D. California Capitol Hill Bulletins
Since late 1994, the Institute has prepared a weekly report of current
activity on Capitol Hill which directly impacts our state. The California
Capitol Hill Bulletin is published weekly during sessions of Congress, and
occasionally during other periods. Since the beginning of this year, Institute
staff has worked hard to increase the coverage and quality of the reporting.
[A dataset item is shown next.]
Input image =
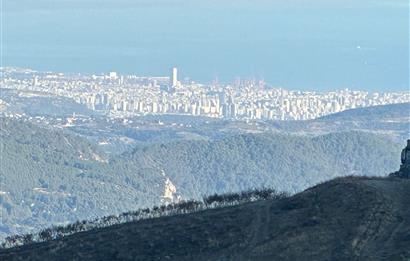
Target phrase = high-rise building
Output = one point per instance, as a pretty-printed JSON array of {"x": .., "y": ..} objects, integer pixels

Legislative Director Mary Beth Sullivan and Research Fellow Darby Morrisroe
deserve special credit for having "done more with less," and consistently
turning out quality products.
We view our California Capitol Hill Bulletin as an opportunity to discern,
translate and relay California's federal priorities within the California-Washington
community. The Institute welcomes suggestions for input. The Bulletin
is faxed to roughly 350 recipients, and more than 400 readers now receive
it by electronic mail.
E. Electronic Products
Late last fall, Sun Microsystems generously donated a high-powered Internet
server to the Institute, providing a wide range of future applications.
Initially, it has allowed greater and more immediate Internet access to
Institute staff, and serves as a platform for our recently-enhanced Internet
account. Soon, it will act as a host server for the California Institute-Economic
Advisory Council home page which is being developed by EAC consultant Joe
Nation. In addition to Institute reports and other written products, a
key feature of the home page will be a searchable database of California
economic and other data. In the future, the Sun server and the Institute-EAC
home page can be the basis for a variety of potential opportunities, such
as an interactive sounding board for discussion of California-federal issues
or, with further enhanced line speed, a touchpoint for video conferencing
and multimedia distribution of selected Washington activity.